I scratched my head, clearly unprepared for this response
“It was my fucking dad’s fault,” he continued. Permission to finally speak had been granted. “He got this stupid piece of shit camera from one of those roadside fruit stands you see when you’re driving in the middle of nowhere. It was this orange, plastic fucker. It looked like a toy. It took this film they don’t make any more and there was only one roll available for my dad to use. So he’s excited like some stupid fucking kid and he comes home with this thing. I remember him gathering us all up in the kitchen and he placed the camera smack in the middle of the table. I’m staring at it and thinking, who gives a shit? and my mother and sister are just as underwhelmed. Dad was always doing shit like this, though: picking up some worthless piece of crap and acting like he’d just found the holy fucking grail. He didn’t care that it was junk. He never did. He makes a big show of loading the film and bragging about the photos he was going to take of us. Me and sis weren’t letting him snap us with the stupid fucking thing so he ropes mum in on it. She never refused him, no matter how fucking stupid his ideas were. Later that night, he had her posing in the kitchen dressed as a dromedary camel. I was watching from the sidelines, pissed off at dad for roping mum in and pissed off at mum for letting dad do it to her. So he aims this piece of shit at her, tells her to smile and say ‘cheese’ and BANG! He takes the photo and she disappears! To fuck it up even more, he drops the camera in shock and it smashes on the ground. The film inside is damaged and he goes to every camera store in the fucking country to try and get it developed. It’s no good… she’s gone and we never see her again.”
Jerry grew silent again as I tried to process his story.
“She was literally gone in a flash, dude,” he added.
“I don’t know what to say,” I admitted. “That’s really fucked up.”
“Yeah… it is. And to make it worse, I never spoke to my mother. I was 16 and way too fucking cool for that sort of shit. I spent all my time getting drunk and stoned, avoiding my mother like she had a contagious disease. So, yeah,… go see your mother, dude. Shit… it’s just as important for her to be there at the end of your life as it is for you.”

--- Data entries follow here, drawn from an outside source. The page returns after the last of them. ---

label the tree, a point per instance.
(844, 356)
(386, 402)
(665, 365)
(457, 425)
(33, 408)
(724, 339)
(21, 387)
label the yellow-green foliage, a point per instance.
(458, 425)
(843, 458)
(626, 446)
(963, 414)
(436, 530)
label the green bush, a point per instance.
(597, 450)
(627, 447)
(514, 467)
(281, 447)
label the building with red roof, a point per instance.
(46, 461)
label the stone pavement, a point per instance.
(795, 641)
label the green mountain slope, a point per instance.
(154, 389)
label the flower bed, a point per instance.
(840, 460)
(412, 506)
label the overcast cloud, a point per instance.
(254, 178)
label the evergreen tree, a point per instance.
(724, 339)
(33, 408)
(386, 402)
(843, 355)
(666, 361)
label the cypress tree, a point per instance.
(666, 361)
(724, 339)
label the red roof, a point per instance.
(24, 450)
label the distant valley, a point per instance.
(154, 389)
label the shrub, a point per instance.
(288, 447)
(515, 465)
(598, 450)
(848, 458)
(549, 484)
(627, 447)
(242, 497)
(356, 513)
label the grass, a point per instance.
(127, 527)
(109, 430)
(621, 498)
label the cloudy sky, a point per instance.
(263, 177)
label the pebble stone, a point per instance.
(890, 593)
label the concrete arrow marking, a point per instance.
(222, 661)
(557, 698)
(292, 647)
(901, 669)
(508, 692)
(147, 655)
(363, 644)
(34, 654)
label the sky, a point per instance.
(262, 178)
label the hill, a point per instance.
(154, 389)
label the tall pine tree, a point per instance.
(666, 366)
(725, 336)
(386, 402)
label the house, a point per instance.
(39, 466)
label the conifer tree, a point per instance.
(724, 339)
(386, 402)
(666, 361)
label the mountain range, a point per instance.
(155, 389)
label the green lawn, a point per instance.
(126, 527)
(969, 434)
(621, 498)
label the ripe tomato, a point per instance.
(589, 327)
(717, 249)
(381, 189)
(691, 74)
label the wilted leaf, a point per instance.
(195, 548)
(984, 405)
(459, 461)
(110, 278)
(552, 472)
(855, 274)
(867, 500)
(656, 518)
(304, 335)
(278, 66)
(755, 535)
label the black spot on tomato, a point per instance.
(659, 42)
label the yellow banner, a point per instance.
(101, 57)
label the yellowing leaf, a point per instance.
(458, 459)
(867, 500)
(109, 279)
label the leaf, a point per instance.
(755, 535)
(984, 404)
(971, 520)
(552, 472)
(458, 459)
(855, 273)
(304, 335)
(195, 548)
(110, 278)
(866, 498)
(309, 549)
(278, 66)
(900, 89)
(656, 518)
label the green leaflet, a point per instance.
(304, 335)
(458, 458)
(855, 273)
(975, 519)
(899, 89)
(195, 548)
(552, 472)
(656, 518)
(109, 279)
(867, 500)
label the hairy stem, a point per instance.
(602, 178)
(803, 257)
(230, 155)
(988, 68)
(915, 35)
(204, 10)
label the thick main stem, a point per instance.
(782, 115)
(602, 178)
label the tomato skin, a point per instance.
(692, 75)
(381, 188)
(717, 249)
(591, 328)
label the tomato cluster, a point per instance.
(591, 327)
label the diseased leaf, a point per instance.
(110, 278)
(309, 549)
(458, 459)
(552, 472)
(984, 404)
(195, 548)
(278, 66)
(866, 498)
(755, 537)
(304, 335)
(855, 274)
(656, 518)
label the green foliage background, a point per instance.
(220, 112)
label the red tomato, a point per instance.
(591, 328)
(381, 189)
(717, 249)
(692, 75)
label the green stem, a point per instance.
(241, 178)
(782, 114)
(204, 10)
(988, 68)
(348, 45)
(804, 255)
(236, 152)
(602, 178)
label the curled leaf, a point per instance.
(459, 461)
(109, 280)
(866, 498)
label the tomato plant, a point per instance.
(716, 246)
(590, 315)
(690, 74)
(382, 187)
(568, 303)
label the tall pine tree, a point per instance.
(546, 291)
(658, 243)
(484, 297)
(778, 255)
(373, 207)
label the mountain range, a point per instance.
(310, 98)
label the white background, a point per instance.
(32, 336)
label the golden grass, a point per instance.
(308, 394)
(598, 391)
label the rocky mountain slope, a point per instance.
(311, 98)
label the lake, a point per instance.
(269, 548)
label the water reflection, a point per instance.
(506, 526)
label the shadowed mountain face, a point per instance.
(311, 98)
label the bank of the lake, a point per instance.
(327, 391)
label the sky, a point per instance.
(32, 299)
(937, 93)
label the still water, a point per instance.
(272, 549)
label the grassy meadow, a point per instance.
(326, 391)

I nodded in complete agreement. I removed my hand from Jerry’s shoulder and felt the residual warmth fade away. It was a melancholy sensation.
“There’s something else I should probably tell you, dude,” continued Jerry with an element of caution.
“What’s that?”
“It’s about that fucking tent girl you were banging on about…”
“Yes?”
“So… the two of you never did anything… there was no coital tango.”
I rubbed at my tired eyes, not sure if I wanted to keep listening.
“You didn’t even suck her tit, man,” he said.
“Then what the hell happened?”
“So you were acting like one rowdy fucker and you’d chucked all over the floor. You should’a seen it, man… you were driving people out of there like a bomb threat. So this tent chick starts dragging you into the kitchen, just to get you away from everyone. Then she tells me that if I don’t get your sorry arse outta there, she’s calling the cops… so that’s what I did.”